Super Bowl proposition wagering has become huge business. As difficult as it is to believe, there were literally billions of dollars bet on each Super Bowl on such things as the coin toss, the halftime performer’s set list, and how long it takes to sing the national anthem.
Whereas the Super Bowl is the pinnacle of proposition betting, it has not always been that way. In fact, sports proposition betting probably originated in baseball back in the 1870s. Baseball betting was popular in those days, as the owners were known to be bettors who bet on their teams. That carried over to the spectators, as well, who could often meet in the bleachers directly under the “No Gambling” sign and could wager on the outcome of the game, as well if the next batter could reach base, balls and strikes, so on.
Sonny Reizner, the man most often given credit to starting the proposition wagering craze in Las Vegas, readily admitted his betting career began in the bleachers of Fenway Park in the 1930s.
In 1960, a man named David Threlfall came to William Hill and wagered 10 British Sterling pounds that a man could set foot on the moon before Jan. 1, 1970. Hill offered 1,000-to-1 odds that such an event would happen, and when Apollo 11 set foot on the moon in July of 1969, Threlfall was 10,000 pounds richer. Unluckily, Threlfall died when he crashed the sports car he purchased with his winnings.

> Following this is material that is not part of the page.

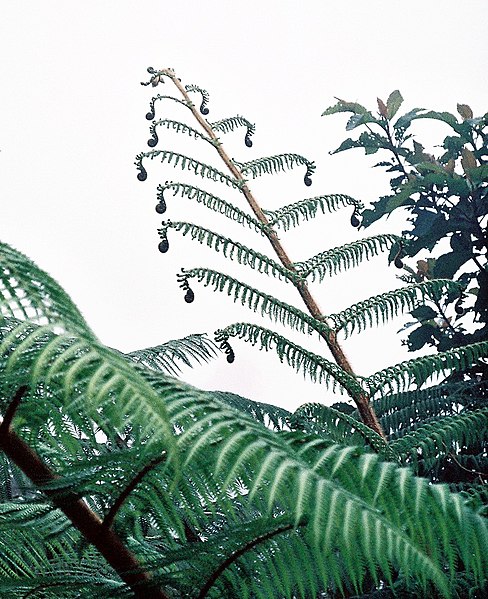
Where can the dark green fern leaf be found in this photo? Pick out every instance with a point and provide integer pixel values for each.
(347, 256)
(256, 300)
(289, 216)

In 1979, Jackie Vaughan, the owner of the El Cortez Hotel in Las Vegas, drew attention when he posted odds on where Skylab could land when it crashed. Vaughan offered different odds on various locations, including 10,000-to-1 odds that it would land on the El Cortez. Those who bet Skylab would land on Australia were awarded at 30-to-1 odds.

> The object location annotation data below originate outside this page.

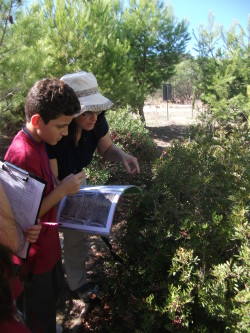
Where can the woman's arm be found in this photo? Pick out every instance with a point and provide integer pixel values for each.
(109, 151)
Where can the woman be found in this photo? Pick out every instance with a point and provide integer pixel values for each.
(87, 132)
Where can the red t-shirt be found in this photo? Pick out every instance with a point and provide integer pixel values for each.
(32, 157)
(13, 326)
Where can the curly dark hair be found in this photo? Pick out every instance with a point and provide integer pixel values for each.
(51, 98)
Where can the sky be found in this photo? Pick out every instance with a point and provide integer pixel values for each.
(224, 11)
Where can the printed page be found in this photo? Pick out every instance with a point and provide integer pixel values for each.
(24, 194)
(92, 209)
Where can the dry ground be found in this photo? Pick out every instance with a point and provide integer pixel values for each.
(73, 314)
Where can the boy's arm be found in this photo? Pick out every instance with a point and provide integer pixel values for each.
(69, 185)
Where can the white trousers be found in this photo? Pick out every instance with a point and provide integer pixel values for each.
(76, 247)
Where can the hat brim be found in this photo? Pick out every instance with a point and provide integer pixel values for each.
(94, 103)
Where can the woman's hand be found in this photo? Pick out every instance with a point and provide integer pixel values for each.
(32, 233)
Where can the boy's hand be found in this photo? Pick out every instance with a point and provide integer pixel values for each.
(32, 233)
(72, 183)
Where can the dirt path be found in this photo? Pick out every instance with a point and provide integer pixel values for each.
(73, 315)
(167, 124)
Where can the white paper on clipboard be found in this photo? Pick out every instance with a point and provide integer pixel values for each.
(24, 192)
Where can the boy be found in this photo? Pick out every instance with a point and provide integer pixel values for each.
(50, 106)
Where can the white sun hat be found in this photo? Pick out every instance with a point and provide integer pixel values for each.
(85, 86)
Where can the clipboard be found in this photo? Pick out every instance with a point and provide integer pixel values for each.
(24, 192)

But maybe the most famous proposition bet of all time happened in 1980, when Reizner offered odds on the most essential question of the year, “Who shot J.R.?”
Reizner knew he was in danger with the Nevada Gaming Control Board by providing such a wager, and tried to pass it off as a sports bet by including Dallas Cowboys coach Tom Landry as a suspect, but the GCB was not buying it and he was ordered to refund all bets.
The Gaming Control Board pretty much drew the line afterward, saying only sports related bets would be allowed, as Johnny Quinn, sportsbook manager at the Union Plaza found out when he posted odds on whose body would be seen in the grave of Lee Harvey Oswald. Odds could be seen on whether the grave would contain Oswald, Jack Ruby, a Soviet agent, or nobody. The wager was quickly shut down.
Some other famous tales of proposition bets float around, like the story of William Hill providing a Glaskow postman odds of 20 million-to-1 if Elvis crashed a UFO on top of the Loch Ness Monster.
People can also see some degree of convenience in proposition bets. When astronomers stated there was a 1-in-909,000 possibility that the world would end in 2014 because of being hit by an asteroid, William Hill oddsmakers said those odds were about as possible as Elvis reappearing and marrying Madonna or the Loch Ness Monster being seen on the first manned Mars expedition.
Super Bowl Prop Madness Begins
The 1985 Chicago Bears caught the attention of the nation, as a dominating defense, an outspoken quarterback, and a soft spoken Hall of Fame running back began the season with 12 straight victories before losing its first game of the season.
As the wins began to mount, so did the attention on another player, a big defensive lineman by the name of William Perry, better known to football fans as “The Refrigerator.”
Perry was used in the Bears’ backfield on occasion, mainly as a blocking back, but did see the ball on occasion and scored three touchdowns during the regular season.
After the Bears advanced to the Super Bowl, sportsbooks set odds of 20-to-1 that Perry could score a touchdown and a flood of money came in on Perry scoring, although Bears coach Mike Ditka said he would not use Perry in the backfield. Perry did indeed score and sportsbooks lost a fortune on that proposition, however, the Super Bowl proposition boom was born.
Now, gamblers have hundreds of various Super Bowl propositions to select. While sportsbooks in Nevada are restricted to offering sports wagers only, offshore sportsbooks are under no such limits and there were wagers offered regarding the number of songs Bruce Springsteen could perform at halftime of Super Bowl XVIII, if Springsteen or if any members of the E Street Band would have a “wardrobe malfunction,” and countless others.
Jay Kornegay, sportsbook manager of the Las Vegas Hilton, says that more than half of his bets on the game are in the form of proposition wagers. Whereas that figure is definitely higher than the average sportsbook, if just 10-percent of the money bet on the game is done through proposition wagering, we are talking about $1 billion to $1.2 billion being bet on props. However you look at it, that is not chump change.
Even if you do not like the point spread or the total on this year’s big game, it is a safe bet that you can find at least one proposition to place a wager on.